Women’s Initiatives Supporting Group and Others v. Georgia (Applications nos. 73204/13 and 74959/13)

A selection of key paragraphs can be found below the judgement.

66.  More importantly, the Court considers that the protraction of the investigation exposed the domestic authorities’ long-standing inability – which can also be read as unwillingness – to examine the homophobic and/or transphobic motives behind the violence and degrading treatment committed against the relevant twenty-seven individual applicants. The domestic criminal legislation expressly provided that discrimination on the grounds of sexual orientation and gender identity should be treated as a bias motivation and an aggravating circumstance in the commission of an offence (see Identoba and Others, cited above, §§ 29 and 77). There was a pressing need to conduct a meaningful inquiry into the possibility that discrimination had been the motivating factor, given the well-documented hostility against the LGBT community in the country at the material time (see Aghdgomelashvili and Japaridze, cited above, § 47). 

67.  The Court thus finds that the domestic authorities have failed to conduct a proper investigation into the hate-motivated ill-treatment against the relevant twenty-seven individual applicants. There has accordingly been a violation of Article 3 under its procedural limb read together with Article 14 of the Convention. 

73.  The Court thus finds that all the risks associated with the IDAHO event were fully known in advance to the domestic authorities (see, in this connection, Primov and Others v. Russia, no. 17391/06, § 150, 12 June 2014), and that they were consequently under an obligation to provide heightened State protection (see Aghdgomelashvili and Japaridze, cited above, § 47). Despite this exacting obligation and the full knowledge of the risks, the authorities’ response to the gravity of the situation was merely to deploy unarmed and unprotected police patrol officers who were supposed to contain the tens of thousands of aggressive people by forming thin human cordons. […] 

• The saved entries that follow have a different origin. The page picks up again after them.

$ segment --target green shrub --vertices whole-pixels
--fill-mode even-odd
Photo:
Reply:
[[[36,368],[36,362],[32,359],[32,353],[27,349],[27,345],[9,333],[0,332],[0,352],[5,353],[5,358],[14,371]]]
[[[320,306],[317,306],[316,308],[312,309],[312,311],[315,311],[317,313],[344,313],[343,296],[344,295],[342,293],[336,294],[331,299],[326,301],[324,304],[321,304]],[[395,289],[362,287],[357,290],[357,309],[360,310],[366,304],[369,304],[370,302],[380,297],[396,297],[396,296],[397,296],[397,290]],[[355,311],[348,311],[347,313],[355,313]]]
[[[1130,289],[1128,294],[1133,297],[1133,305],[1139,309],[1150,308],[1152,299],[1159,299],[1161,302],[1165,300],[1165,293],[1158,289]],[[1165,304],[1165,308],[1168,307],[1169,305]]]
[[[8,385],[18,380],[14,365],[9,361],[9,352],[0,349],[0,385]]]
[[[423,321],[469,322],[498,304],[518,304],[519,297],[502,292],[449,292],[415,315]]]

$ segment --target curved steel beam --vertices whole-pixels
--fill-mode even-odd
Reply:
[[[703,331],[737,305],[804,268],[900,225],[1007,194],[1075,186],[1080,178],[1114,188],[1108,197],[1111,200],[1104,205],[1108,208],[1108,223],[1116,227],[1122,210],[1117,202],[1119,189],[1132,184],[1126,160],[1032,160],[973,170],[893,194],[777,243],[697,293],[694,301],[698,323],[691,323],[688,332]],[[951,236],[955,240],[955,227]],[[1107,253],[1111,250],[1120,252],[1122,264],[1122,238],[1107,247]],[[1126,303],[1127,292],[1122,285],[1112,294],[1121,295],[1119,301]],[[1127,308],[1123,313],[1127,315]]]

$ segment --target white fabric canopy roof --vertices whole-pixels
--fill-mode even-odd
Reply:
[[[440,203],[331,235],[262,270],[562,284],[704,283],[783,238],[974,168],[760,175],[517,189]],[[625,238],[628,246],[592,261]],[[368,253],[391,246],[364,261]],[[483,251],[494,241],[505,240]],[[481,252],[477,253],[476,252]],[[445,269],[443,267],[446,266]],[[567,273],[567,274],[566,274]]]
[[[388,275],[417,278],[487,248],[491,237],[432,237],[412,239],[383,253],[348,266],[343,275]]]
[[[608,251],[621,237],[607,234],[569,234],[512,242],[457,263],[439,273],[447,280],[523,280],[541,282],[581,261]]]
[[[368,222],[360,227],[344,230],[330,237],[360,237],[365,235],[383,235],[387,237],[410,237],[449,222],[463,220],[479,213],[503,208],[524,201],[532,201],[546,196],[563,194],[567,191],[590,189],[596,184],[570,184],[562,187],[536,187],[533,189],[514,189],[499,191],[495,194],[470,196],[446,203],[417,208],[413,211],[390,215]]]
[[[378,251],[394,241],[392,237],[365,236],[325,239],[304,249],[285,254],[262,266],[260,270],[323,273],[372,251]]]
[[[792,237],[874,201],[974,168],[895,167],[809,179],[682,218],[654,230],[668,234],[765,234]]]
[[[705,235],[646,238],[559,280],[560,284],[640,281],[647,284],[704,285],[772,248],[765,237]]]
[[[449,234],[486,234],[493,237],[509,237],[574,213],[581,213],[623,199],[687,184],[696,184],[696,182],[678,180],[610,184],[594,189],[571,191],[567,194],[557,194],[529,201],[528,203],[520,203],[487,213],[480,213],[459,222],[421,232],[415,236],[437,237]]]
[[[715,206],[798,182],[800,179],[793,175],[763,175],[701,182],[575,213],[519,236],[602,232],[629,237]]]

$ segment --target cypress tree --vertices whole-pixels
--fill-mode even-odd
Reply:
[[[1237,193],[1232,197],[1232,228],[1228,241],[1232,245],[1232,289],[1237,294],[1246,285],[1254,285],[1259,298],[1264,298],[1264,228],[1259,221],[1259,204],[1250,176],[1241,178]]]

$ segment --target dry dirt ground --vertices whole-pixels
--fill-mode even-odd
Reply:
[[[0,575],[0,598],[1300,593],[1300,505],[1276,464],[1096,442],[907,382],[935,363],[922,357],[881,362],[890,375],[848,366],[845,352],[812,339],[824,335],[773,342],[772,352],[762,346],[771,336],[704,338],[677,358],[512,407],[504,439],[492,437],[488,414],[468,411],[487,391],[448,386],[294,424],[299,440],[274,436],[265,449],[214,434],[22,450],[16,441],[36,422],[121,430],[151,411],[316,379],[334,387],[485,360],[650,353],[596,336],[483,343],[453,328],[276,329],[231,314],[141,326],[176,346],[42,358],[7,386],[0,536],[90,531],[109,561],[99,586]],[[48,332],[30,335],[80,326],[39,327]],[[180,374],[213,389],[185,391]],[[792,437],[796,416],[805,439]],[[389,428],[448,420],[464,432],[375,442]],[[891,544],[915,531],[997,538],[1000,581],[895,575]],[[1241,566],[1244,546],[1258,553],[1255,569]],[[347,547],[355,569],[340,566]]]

75.  […] There are also images filmed by independent journalists which suggest that not only did the police not resist the breaking of the cordons in some instances, a number of police officers even encouraged the counterdemonstrators to do so. Furthermore, the Court finds it particularly striking how certain senior officials of the Ministry of the Interior remained passive in the face of the threats to public order and even constitutional order unabashedly proffered by the organisers of the counter-demonstration. Thus, on the basis of the available video evidence, as well as the individual accounts of each of the twenty-seven applicants, the Court finds it established beyond reasonable doubt that the police in some places opened up the cordon for the counterdemonstrators and in others remained passive when the counterdemonstrators started to break the cordon. 

76.  Furthermore, the Court, referring to its finding above about the failure to conduct an effective criminal investigation into the violence committed against the participants in the IDAHO event, and in particular the failure to investigate the prejudice-based motives underlying the private individuals’ acts, points out that this procedural failure contributes to official acquiescence or connivance in hate crimes (see, as a recent authority, Beizaras and Levickas v. Lithuania, no. 41288/15, § 155, 14 January 2020, and also the references cited in fine of paragraph 63 above). Indeed, the Court cannot exclude the possibility that the unprecedented scale of violence committed against the participants in the IDAHO event on 17 May 2013 was conditioned, at least in part, by the domestic authorities’ failure to secure a timely and objective criminal investigation and punishment of the perpetrators of comparatively less violent attacks on the LGBT community during the previous year’s IDAHO event on 17 May 2012 (see Identoba and Others, cited above, §§ 75-78). The passivity of the authorities in the face of the violent acts committed on 17 May 2013 is regarded as having contributed to the subsequent proliferation, which is well-documented, of hate crimes against the LGBT community (see paragraph 44 above). 

78.  In the light of the foregoing, having regard to the respondent authorities’ failure to effectively take operational preventive measures aimed at protecting the IDAHO event from the violent counterdemonstration, the indications of official acquiescence, connivance and even active participation in individual acts motivated by prejudice, the Court concludes that there has been a violation of Article 3 under its substantive limb read together with Article 14 of the Convention.